House Budget Committee chairman Rep. Paul Ryan (R-WI) is writing a bill that would grant legal status to America’s at least 11 million illegal immigrants, The New York Times reports.
“Republican Representatives Paul D. Ryan of Wisconsin and Mario Diaz-Balart of Florida have been working on legislation that includes a process by which immigrants here illegally could ‘get right with the law’ and eventually become citizens,” the Times‘ Eric Lipton and Ashley Parker wrote on Friday in a piece about immigration reform.
While the Times reported here, and Politico reported on Friday morning, that the Speaker and other House GOP leadership figures are privately saying they do not expect a vote on immigration measures this year, publicly they say they want to hold a vote on something on the floor of the House.
Technically, there are only 19 legislative days left in 2013’s calendar for the House, so doing so would be difficult. But it appears, according to liberal blogger Greg Sargent, that the public appearance of immigration reform being “dead” may be a coordinated leak system from the House GOP leadership in order to distract conservatives.
“Either GOP leaders are leaking that there will be no vote, in order to quiet fears on the right while they decide what to vote on,” Sargent wrote on Friday. “Or they are letting it be known that they “hope” to have a vote, to defer any political fallout that might come from killing reform, in the full intention of doing just that.
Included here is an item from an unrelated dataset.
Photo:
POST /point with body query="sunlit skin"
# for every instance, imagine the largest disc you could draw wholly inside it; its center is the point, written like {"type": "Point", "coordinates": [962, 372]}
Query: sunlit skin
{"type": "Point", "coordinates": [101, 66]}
Take your pick.”
Sargent, a liberal blogger connected in Democratic Party circles, said aides to leftist lawmakers believe the House GOP leadership is faking this appearance of amnesty being “dead” to give them clearance to shore up support–all part of a plan to distract conservatives.
“For what it’s worth, Democratic aides and immigration reform advocates don’t believe House GOP leaders have made any decision to kill reform or on whether to hold votes this year,” Sargent wrote.
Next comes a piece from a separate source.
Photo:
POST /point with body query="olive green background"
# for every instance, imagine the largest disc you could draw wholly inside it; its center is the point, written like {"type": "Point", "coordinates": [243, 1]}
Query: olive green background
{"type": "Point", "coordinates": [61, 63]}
They think leaks are meant to buy maneuvering room while the various proposals – Eric Cantor’s Kids Act, which only gives citizenship to the DREAMers, or the piecemeal legalization proposal being worked on — take shape. This maneuvering room would also allow pro-reform Republicans time to bring other GOP lawmakers who are open to reform but are still steamed by the shutdown defeat — such as Raul Labrador — back into the fold.
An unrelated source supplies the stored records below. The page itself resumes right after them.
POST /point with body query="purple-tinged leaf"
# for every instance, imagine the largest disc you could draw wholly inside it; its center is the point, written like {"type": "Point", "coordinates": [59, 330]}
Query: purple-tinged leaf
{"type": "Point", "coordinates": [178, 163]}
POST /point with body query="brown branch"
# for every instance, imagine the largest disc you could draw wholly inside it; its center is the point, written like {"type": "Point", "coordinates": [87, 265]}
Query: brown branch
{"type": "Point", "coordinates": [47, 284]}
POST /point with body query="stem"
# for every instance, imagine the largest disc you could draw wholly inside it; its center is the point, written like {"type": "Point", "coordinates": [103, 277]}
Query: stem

The Times noted the difference between the public and private strategies from GOP leadership in its piece. “House Republican leaders, including Speaker John A. Boehner of Ohio and Representative Eric Cantor of Virginia, the majority leader, among others, support taking up their own immigration legislation this year, given that the Senate has already passed a comprehensive bill,” The Times wrote. “But privately, some House Republican officials are saying that they do not expect any major legislation to move through the House this year, or perhaps not even until 2015, in advance of the next presidential election. There is intense division within the party over the proposals.”